A healthcare fraud charge can unsettle several parts of your life at once, from your finances to your professional standing to your sense of security. If you are battling one, you likely want a clear picture of what the law allows and what a conviction could involve.
Fraud under state and federal law
Florida law treats healthcare fraud as a felony, and the penalties vary based on how much money is at issue. The state’s Medicaid fraud law covers false claims, billing for services not rendered and kickback deals linked to government programs.
Federal law also plays a role. The federal healthcare fraud statute makes it a crime to knowingly carry out a scheme to defraud any benefit program. Other laws such as the False Claims Act and the Anti-Kickback Statute give prosecutors more ways to pursue these cases.
The state ranks among the most targeted states for healthcare fraud enforcement. The 2025 National Health Care Fraud Takedown led to charges against 37 defendants in South Florida alone, part of a larger effort that charged 324 defendants across the country.
Criminal penalties upon conviction
Consequences for healthcare fraud include the following:
Third-degree felony, for $10,000 or less: May result in up to five years in prison, plus a mandatory fine equal to five times the financial gain or program loss.

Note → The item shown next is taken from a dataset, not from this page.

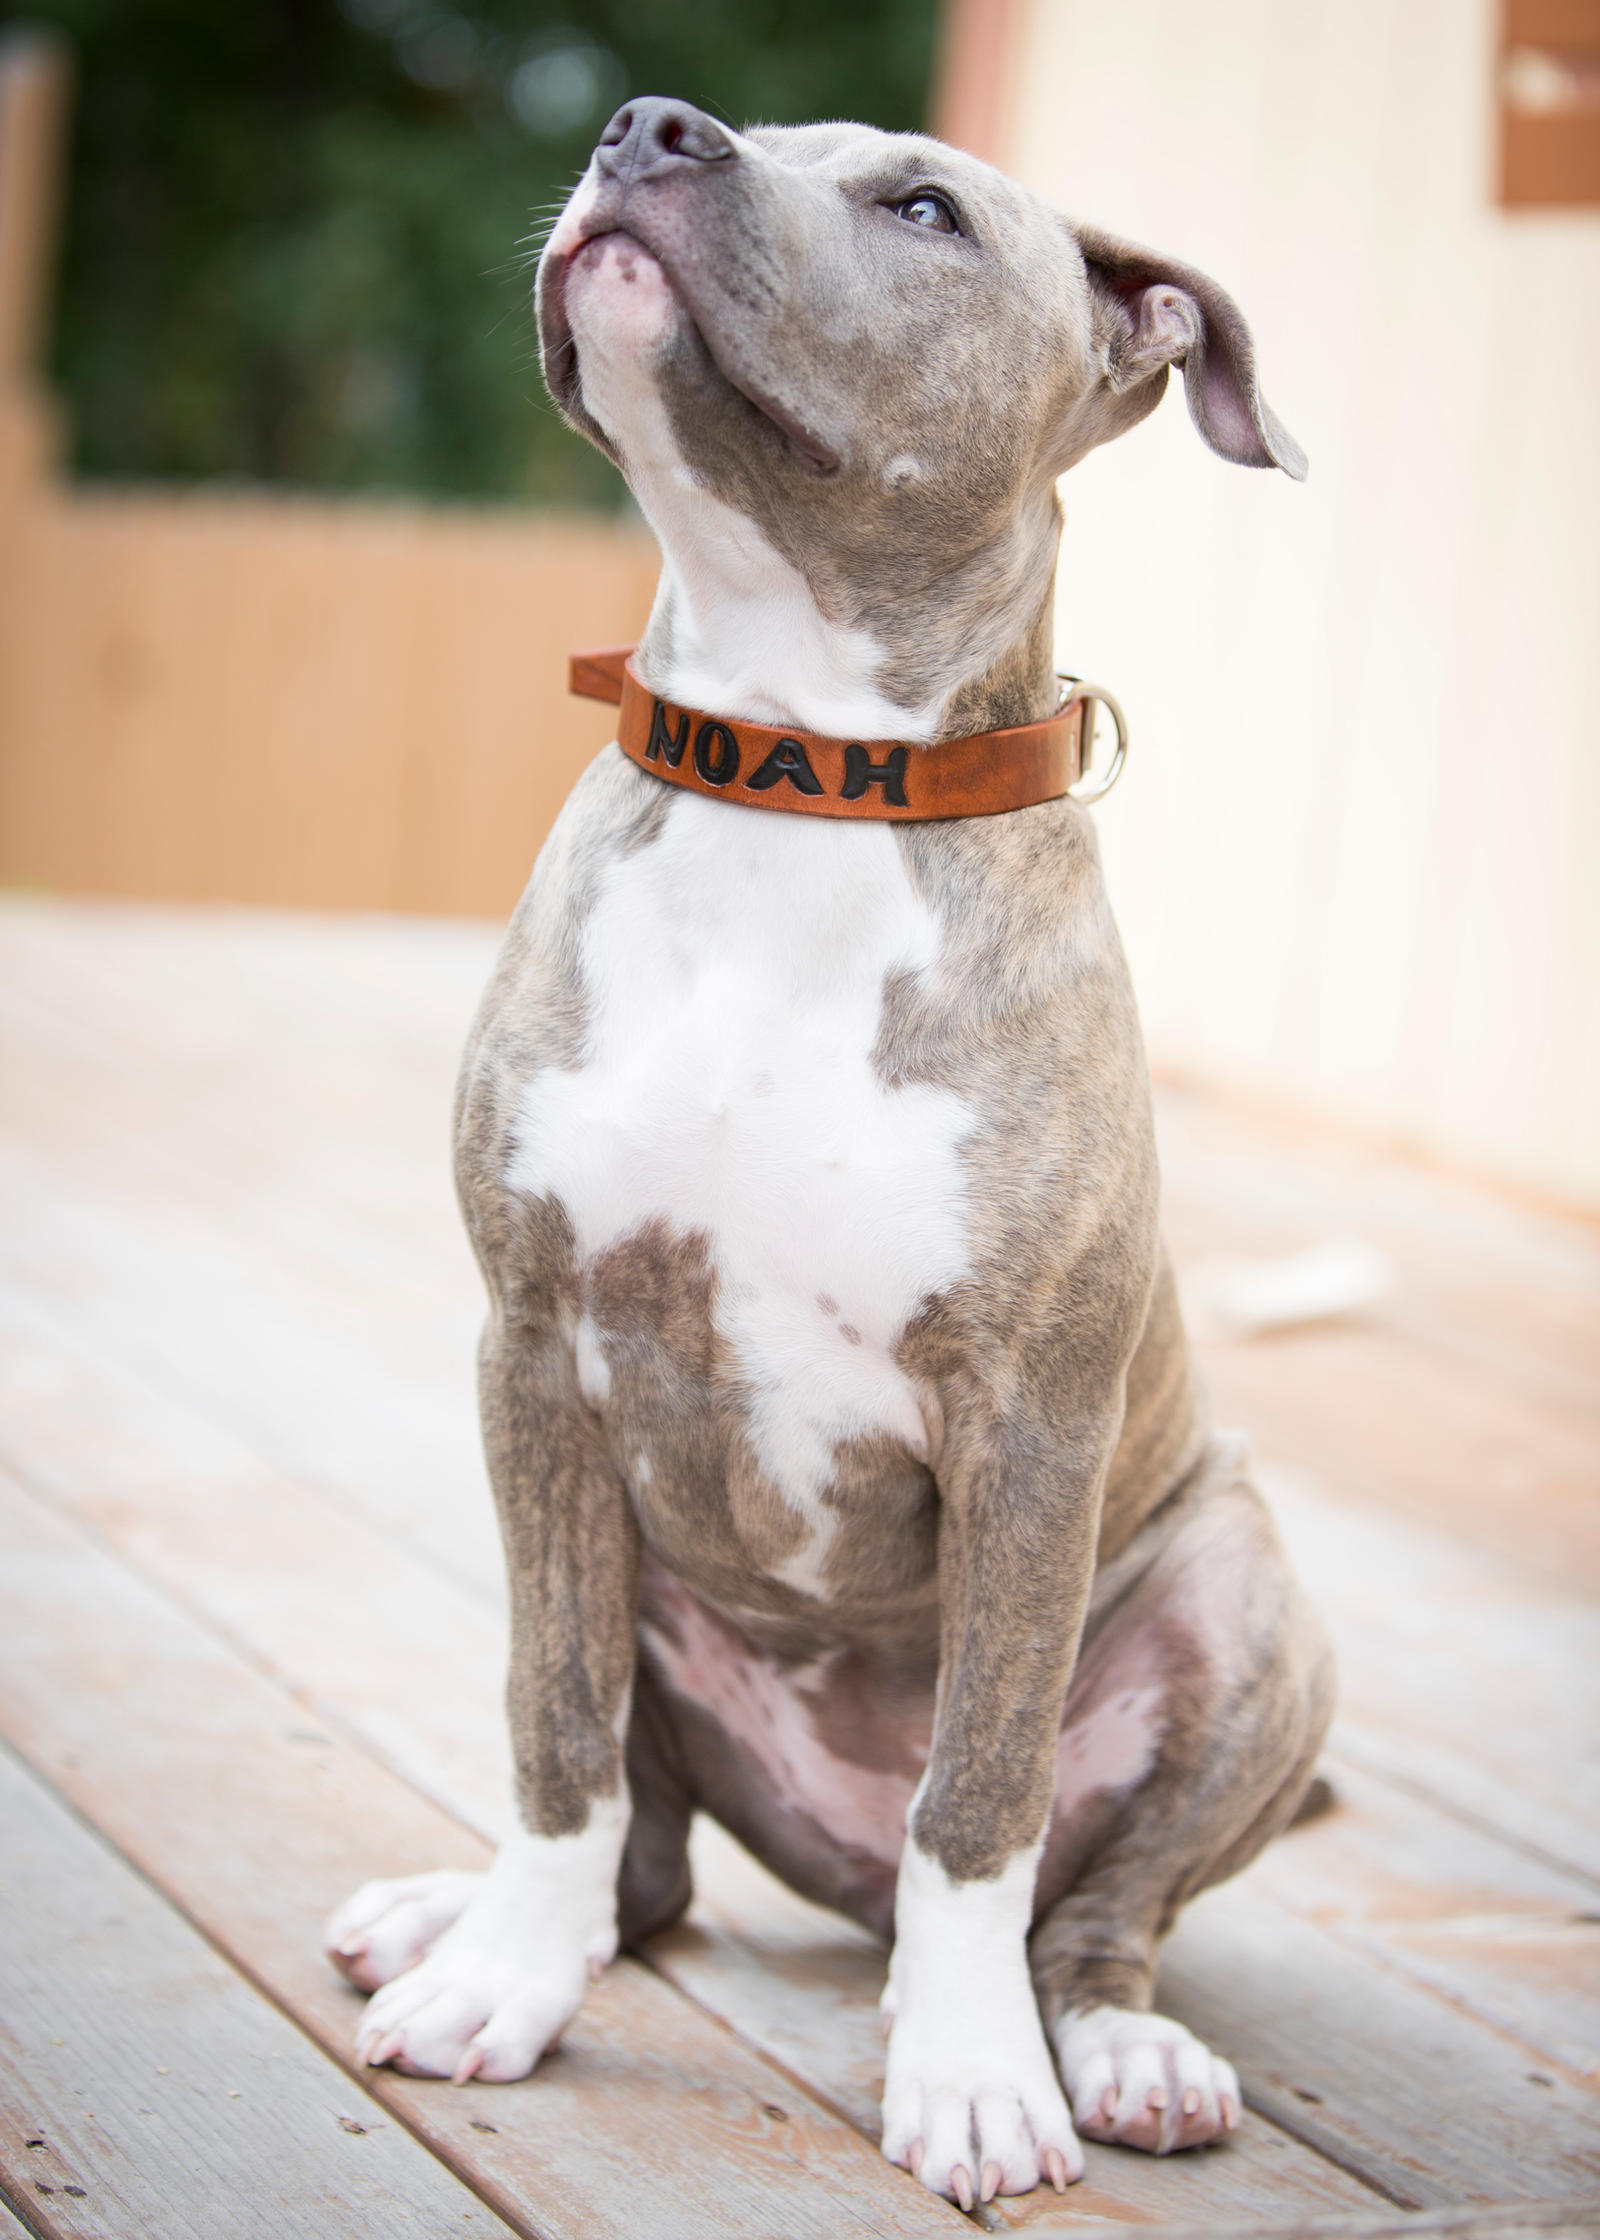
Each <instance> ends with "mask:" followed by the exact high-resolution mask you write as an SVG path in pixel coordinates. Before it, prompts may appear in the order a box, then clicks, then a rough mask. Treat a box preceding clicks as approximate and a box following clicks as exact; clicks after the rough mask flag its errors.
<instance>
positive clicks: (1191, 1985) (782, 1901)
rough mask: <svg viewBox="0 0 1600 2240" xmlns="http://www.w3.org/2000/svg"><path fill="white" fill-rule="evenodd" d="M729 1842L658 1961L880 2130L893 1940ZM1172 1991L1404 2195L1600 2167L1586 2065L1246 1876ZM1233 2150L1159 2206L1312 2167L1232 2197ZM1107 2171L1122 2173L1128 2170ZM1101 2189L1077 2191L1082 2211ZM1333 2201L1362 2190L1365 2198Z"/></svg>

Second-degree felony, for more than $10,000 but less than $50,000: May result in up to 15 years in prison.
First-degree felony, for $50,000 or more: May result in up to 30 years in prison.
Federal healthcare fraud: May result in up to 10 years in prison for each count, or up to 20 years if injury results.
These ranges describe what is possible rather than what is likely, since judges weigh the facts of each case along with any prior record. Courts will also order mandatory restitution to repay the program for the financial loss.
Collateral consequences beyond sentencing
The impact of a fraud conviction can often extend past fines and prison time. These can include:
- Loss or suspension of your medical license or credentials through the Florida Department of Health
- Exclusion from federal healthcare programs, including Medicare and Medicaid, through the Office of Inspector General
- Civil liability under the False Claims Act, where the government may seek treble damages and per-claim fines
- Harm to your standing in the field and loss of hospital privileges or future job prospects
These professional and civil consequences often progress on much faster timelines than the criminal justice system. Since administrative boards use a lower legal standard than criminal courts, an agency can restrict your medical license or federal billing privileges regardless of how the criminal charges ultimately resolve.
Defense options in your case
A healthcare fraud indictment does not make a conviction inevitable. To secure a guilty verdict, prosecutors bear the burden of proving that you acted knowingly and with a specific intent to defraud. In the context of intricate medical billing, satisfying this evidentiary standard can be a challenge for the government.
A primary defense strategy often hinges on negating criminal intent. Good-faith billing errors, coding inaccuracies and administrative confusion regarding complex regulatory frameworks do not constitute fraud.
Constitutional protections also play a critical role. Evidence obtained through unlawful searches or procedural violations may be subject to suppression. An attorney can review how the charge was assembled, examine the records behind it and identify your strongest path forward.